We konden niet anders doen dan onze rit verder afwerken en hopen dat onze einzelgänger goed en wel in het hotel zou geraken. Eens door het mooie en zeer nette Bonn moesten we even een hellingkje bedwingen dat ons uit de vallei bracht. Deze klim was echter in niets te vergelijken met de monsterklimmen van de dag voordien. Kilometers lang bleven we parallel op de flanken fietsen op glooiende en slingerende wegen tussen wijn-en boomgaarden. Eigenlijk nergens werden de benen gepijnigd maar was het vaak genieten van prachtige panorama’s over de Rijnvallei waar in de verte zelfs de Dom van Keulen te zien was net op het moment dat vrouwen en kinderen daar stonden, met Visa’s, Master Cards en Am-Ex kaarten in de aanslag, klaar om de Keulense winkels leeg te shoppen.
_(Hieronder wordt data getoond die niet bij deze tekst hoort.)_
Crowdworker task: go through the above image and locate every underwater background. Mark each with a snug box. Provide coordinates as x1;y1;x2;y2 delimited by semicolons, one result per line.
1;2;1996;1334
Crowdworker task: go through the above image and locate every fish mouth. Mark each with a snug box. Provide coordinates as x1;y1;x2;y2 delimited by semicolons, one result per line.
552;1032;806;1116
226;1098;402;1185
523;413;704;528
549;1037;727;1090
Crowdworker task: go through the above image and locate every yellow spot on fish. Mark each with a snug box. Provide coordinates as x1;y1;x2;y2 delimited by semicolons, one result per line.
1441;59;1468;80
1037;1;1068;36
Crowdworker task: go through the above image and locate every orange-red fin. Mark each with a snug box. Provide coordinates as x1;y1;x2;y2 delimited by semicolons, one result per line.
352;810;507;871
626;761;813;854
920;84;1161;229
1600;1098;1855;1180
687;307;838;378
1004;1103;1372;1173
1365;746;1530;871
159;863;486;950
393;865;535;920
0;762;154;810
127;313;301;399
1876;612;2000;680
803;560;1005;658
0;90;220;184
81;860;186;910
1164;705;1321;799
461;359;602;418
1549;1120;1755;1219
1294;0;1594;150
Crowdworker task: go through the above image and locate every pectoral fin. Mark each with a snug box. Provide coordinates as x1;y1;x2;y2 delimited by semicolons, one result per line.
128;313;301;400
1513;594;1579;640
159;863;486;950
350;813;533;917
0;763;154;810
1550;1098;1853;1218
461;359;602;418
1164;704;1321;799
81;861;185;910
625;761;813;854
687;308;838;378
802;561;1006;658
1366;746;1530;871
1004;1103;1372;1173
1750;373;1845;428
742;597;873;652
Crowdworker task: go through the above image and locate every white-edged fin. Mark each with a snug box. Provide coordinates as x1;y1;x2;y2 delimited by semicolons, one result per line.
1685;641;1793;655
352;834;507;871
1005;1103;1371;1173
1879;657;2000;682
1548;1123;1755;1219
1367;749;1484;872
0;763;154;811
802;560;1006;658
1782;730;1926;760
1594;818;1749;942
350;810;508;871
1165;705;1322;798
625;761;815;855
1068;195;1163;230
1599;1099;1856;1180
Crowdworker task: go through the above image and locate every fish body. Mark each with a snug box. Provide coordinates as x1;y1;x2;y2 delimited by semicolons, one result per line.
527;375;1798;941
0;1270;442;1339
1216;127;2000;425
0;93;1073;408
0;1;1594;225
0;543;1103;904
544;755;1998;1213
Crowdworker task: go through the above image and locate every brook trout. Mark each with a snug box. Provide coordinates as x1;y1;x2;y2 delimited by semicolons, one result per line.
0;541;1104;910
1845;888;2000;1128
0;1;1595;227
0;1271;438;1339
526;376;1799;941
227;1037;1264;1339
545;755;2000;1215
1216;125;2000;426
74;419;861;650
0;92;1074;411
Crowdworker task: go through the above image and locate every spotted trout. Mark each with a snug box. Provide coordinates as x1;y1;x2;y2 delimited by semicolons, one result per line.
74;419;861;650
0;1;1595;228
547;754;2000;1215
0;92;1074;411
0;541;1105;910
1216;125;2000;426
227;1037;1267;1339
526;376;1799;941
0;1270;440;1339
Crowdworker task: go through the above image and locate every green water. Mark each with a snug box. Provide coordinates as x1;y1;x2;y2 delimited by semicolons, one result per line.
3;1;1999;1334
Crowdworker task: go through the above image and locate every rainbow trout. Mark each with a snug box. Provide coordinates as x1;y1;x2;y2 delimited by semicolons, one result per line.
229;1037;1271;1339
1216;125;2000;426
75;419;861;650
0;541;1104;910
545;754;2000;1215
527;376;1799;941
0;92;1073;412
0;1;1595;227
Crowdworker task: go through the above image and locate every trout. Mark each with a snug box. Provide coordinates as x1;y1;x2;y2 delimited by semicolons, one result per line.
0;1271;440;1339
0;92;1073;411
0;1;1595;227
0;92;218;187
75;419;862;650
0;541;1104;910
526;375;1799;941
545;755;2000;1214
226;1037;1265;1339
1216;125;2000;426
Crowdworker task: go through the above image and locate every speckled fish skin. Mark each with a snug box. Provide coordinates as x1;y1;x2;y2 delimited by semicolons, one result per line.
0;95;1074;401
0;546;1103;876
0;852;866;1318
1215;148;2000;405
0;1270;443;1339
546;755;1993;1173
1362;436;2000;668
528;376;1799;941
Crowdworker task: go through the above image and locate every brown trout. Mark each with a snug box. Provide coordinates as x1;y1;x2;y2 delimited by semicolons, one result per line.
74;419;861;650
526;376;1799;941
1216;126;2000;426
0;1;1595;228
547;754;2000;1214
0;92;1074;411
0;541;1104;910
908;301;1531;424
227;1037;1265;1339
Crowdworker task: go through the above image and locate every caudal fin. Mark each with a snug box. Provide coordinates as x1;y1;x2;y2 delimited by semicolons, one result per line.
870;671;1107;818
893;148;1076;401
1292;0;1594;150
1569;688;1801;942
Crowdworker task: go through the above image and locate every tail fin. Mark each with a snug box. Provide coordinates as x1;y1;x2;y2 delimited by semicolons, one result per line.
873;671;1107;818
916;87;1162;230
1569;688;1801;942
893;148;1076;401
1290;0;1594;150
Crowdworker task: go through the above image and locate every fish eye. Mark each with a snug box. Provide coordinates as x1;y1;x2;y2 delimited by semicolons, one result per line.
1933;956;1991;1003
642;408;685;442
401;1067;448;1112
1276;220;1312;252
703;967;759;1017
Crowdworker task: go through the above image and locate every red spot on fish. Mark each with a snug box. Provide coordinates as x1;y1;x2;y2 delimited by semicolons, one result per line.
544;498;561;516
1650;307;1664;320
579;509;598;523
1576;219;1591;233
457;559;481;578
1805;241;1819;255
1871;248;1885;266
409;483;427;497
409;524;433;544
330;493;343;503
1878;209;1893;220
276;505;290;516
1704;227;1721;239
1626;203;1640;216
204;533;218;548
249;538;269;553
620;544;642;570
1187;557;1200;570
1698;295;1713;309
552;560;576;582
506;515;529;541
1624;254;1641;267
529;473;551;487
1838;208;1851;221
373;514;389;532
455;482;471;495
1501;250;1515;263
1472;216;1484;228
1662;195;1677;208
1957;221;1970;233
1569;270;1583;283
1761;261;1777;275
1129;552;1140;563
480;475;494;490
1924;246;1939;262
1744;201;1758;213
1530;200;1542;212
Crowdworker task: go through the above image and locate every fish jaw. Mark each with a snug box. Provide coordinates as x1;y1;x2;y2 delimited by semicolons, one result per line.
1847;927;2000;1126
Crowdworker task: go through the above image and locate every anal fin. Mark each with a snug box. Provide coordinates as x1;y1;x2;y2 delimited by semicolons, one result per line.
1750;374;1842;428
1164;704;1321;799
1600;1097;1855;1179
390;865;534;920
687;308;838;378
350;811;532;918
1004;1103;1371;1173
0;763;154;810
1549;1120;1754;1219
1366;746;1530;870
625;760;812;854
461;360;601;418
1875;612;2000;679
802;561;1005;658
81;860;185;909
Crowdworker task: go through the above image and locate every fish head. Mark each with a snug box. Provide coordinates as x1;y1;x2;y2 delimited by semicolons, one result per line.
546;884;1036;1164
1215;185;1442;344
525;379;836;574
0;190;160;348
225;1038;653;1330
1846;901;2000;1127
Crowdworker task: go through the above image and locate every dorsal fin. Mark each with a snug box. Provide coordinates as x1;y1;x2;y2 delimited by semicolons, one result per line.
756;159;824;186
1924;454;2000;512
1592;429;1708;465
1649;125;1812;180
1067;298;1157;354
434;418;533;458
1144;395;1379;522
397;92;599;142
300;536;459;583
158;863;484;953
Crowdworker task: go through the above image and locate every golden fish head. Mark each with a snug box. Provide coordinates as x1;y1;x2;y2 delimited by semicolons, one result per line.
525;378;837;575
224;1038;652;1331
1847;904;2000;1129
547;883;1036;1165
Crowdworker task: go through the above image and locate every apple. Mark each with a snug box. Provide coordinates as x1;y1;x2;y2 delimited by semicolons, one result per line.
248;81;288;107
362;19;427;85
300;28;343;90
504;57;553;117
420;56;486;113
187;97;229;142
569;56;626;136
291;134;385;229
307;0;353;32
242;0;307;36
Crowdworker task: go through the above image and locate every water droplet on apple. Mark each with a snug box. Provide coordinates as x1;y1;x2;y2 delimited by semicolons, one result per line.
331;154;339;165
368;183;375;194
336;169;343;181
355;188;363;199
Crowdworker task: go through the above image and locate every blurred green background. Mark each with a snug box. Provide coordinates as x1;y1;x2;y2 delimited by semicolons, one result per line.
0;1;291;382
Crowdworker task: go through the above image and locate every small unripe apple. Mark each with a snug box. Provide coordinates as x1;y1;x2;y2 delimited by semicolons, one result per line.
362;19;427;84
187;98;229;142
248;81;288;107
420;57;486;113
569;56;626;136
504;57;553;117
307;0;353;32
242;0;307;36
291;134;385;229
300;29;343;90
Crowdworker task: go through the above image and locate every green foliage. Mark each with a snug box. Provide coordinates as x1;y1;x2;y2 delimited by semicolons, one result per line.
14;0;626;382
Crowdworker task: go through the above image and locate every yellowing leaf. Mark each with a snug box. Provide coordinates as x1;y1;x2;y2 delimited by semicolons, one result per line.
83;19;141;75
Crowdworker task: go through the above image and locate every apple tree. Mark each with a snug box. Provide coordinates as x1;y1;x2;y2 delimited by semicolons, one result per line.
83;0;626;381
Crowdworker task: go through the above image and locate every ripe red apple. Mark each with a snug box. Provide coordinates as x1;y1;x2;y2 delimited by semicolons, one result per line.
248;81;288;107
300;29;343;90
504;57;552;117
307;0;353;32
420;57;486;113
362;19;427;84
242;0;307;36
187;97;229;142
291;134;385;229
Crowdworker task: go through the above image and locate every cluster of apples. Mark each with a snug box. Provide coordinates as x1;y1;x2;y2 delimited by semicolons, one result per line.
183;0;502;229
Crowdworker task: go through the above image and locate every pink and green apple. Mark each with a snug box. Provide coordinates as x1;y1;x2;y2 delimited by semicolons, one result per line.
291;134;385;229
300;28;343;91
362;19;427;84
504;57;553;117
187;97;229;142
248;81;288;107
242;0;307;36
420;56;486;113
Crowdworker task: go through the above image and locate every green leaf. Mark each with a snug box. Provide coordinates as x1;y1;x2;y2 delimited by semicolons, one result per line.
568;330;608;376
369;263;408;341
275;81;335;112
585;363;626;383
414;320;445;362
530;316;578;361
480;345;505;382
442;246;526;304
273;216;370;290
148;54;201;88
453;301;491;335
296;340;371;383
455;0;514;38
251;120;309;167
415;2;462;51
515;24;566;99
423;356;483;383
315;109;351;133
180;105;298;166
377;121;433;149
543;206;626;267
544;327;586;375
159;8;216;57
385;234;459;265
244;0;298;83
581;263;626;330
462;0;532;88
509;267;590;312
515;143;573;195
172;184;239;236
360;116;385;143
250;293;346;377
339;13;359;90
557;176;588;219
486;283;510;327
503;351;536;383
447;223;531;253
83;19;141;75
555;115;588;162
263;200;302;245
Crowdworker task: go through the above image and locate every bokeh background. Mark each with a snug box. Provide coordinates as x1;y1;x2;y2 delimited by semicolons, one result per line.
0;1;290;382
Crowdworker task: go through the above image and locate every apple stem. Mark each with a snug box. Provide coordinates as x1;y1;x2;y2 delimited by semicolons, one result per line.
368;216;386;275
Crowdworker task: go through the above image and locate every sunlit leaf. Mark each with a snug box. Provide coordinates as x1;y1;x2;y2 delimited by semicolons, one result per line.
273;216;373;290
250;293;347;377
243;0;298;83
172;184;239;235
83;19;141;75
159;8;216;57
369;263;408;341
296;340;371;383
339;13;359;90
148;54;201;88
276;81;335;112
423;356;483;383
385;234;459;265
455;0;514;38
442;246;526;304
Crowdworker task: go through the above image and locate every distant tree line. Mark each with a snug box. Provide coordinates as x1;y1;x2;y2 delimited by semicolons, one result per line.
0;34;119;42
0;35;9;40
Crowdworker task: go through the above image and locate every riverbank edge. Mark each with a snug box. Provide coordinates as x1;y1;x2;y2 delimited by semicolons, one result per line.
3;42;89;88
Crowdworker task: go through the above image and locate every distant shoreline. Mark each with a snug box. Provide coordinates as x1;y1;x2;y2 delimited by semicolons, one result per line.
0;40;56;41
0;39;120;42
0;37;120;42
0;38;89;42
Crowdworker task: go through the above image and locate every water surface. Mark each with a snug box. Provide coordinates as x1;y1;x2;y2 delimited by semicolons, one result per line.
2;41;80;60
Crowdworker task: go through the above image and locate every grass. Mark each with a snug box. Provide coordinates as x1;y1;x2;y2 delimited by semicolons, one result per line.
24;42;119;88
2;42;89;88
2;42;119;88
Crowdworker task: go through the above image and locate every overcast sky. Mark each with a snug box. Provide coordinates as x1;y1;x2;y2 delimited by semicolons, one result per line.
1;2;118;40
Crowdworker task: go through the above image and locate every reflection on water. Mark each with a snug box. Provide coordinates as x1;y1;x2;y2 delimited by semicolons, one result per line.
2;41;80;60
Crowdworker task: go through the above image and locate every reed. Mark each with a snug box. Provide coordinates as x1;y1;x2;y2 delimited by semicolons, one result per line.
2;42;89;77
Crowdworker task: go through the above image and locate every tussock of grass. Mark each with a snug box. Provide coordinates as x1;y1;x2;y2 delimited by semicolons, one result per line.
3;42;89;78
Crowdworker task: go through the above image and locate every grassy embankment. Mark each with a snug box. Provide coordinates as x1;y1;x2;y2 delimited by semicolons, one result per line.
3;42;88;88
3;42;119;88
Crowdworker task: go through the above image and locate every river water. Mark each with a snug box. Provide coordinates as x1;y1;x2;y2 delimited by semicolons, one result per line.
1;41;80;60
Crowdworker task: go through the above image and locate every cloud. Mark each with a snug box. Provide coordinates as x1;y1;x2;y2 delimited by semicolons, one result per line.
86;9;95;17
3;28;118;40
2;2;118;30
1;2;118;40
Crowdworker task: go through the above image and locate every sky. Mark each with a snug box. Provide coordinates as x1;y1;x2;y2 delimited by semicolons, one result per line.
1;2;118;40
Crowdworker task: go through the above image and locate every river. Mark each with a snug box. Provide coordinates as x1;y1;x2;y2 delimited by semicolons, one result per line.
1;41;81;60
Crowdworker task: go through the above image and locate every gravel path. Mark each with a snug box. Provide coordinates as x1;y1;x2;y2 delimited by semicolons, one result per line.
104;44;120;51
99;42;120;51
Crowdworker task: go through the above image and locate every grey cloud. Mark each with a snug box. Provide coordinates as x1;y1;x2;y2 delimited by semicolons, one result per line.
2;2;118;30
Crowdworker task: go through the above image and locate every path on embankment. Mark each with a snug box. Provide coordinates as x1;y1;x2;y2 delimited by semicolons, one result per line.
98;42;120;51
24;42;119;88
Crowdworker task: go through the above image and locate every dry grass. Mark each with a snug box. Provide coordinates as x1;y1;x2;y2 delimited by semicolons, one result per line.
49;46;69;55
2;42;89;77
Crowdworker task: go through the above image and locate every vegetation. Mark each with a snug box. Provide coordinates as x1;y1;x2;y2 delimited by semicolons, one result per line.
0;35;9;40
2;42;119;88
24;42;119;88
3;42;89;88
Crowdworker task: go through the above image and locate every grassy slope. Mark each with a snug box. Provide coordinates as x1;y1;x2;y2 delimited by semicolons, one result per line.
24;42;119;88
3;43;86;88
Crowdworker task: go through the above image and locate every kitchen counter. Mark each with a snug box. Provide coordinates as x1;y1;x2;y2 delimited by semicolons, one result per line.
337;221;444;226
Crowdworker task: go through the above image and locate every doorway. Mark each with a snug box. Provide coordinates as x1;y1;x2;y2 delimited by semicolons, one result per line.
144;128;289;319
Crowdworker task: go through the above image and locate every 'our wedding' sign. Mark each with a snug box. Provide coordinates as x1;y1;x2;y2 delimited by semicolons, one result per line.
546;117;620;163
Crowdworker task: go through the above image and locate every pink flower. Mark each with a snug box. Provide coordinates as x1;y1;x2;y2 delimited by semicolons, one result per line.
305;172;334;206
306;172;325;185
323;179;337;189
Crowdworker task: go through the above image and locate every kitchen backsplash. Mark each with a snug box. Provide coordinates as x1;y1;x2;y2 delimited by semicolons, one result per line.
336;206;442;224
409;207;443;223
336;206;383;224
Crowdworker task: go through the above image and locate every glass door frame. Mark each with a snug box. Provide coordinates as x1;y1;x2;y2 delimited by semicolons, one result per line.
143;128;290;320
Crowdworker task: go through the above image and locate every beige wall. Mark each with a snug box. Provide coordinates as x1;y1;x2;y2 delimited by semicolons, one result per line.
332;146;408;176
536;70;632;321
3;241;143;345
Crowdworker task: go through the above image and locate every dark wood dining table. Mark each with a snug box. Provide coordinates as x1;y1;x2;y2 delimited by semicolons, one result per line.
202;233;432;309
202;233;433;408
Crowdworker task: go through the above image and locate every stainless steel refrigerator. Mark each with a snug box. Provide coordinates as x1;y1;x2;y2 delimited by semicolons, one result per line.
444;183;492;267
Nog even klommen wij nog iets hoger en belandden op een plateau waar we de rest van de rit tot op het einde bijna, niet meer vanaf zouden moeten. Hier en daar zat er nog een hellingkje in naar de iets hoger gelegen kerk van een heuveldorpje maar voor de rest, biljartvlakke akkers, weilanden en koolzaadvelden. Moest Bill daar nu zo een schrik voor hebben?
Nog voor onze eerste stop van de dag, onze eerste pech van het weekend. Kris, u kent hem ondertussen als Reiseführer, had ooit voor de WTC al eens een Duits weekend uitgestippeld, jaren terug. Op de ritten die hij toen voor ons prepareerde volgde de ene gravelweg het volgende bospad op. Op zeker ogenblik moesten we zelfs met de fiets op de schouder een boshelling afdalen ons vasthoudend aan boomstammen en takken. Neen, dan had de Kris op dit weekend beter werk geleverd, geen enkel stukje onverhard, geen enkel gravelpad op de eerste twee dagen. Maar, doemde daar nu aan de einder niet wat steengruis op, op de kaarsrechte asfaltweg? Leek de verharding daar niet plots te stoppen? En ja hoor, de bestrating ging naadloos over in gravel, met als gevolg, de Kris na twintig meter, platten band. Onze Lieven Heer straft onmiddellijk zeker? Kris, zelf een handige Reifenmeister duldde amper hulp en verving zijn binnenband tegen een tijd die een bandenwissel in de Formule 1 benaderde, megasnel dus. Toch met wat schaamrood op de wangen omdat er van de 350 kilometer parcours een tweetal kilometer gravel in zat, zette hij zich nog maar eens op kop. Hij hoefde zich echter totaal niet te schamen, integendeel, hij moest fier zijn op zo een prachtige driedaagse met de mooiste wegen uit de streek op het progamma.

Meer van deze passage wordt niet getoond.